As the book has pointed out in its earliest chapters, economic theory provides the most reasoned, and often the most powerful and leveraged, guidance for econometric modeling of productivity. The primal and dual relationships that are specified and estimated by functional representations in the form of the production, cost, revenue, and profit functions derive their interpretability from the regularity conditions that were utilized in specifying the production sets, distance functions, and in deriving cost, revenue, and profit functions. These regularity conditions are often difficult to impose with many of the flexible parametric functional forms we discussed in Chapter 6 and may be even more difficult to impose when the functional relationships are specified nonparametrically using kernel smoothers or other classical nonparametric methods. In the production setting monotonicity is often required, analogous to its requirement in models with rational preferences. Concavity of production functions have analogs in convex preferences and risk aversion in utility theory. Demand theory results in downward sloping demand curves for normal goods (Matzkin, 1991; Lewbel, 2010; Blundell et al., 2012), while production theory and duality provide us with implications of profit-maximizing behavior that require profit functions to be concave in output prices.

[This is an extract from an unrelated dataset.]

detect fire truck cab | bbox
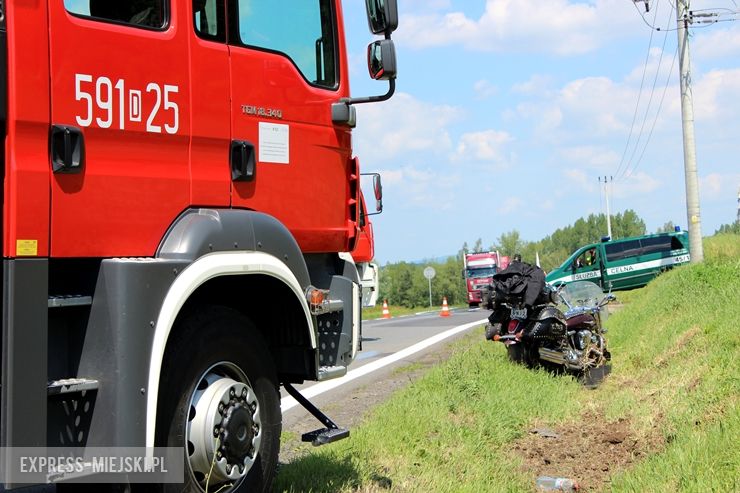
[0,0,398,492]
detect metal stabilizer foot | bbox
[283,383,349,447]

Cost minimization yields cost functions that are monotonically increasing and concave in input prices. Auction theory and optimal bidding strategies that vary across auction formats and bidders’ preferences are based on monotonicity in bidders valuations. Derivative pricing models are highly leveraged on convex function estimation (Broadie et al., 2000; Aıt-Sahalia and Duarte, 2003; Yatchew and Härdle, 2006). Such considerations are ubiquitous in economics and it is essential that we address them in the context of the topic that our book in part endeavors to address, empirical productivity analysis.

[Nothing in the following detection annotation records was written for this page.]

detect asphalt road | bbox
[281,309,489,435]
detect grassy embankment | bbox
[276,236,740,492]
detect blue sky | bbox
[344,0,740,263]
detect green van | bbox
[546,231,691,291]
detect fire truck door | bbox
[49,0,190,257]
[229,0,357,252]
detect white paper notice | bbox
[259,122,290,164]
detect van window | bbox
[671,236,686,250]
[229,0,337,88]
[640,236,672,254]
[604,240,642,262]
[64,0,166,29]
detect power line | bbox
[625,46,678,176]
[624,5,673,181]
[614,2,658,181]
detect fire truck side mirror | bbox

In this chapter, we discuss several methods to deal with estimation of the primal production function utilizing semi- and nonparametric econometric specifications under monotonicity and curvature constraints. General reviews of this material can be found in Matzkin (1994) and Yatchew (2003, Chapter 6). Work that speaks to relatively recent extensions can be found in Hall and Huang (2001), Groeneboom et al. (2001), Horowitz et al. (2004), Carroll et al. (2011), Shively et al. (2011), Blundell et al. (2012), and Pya and Wood (2015), among others.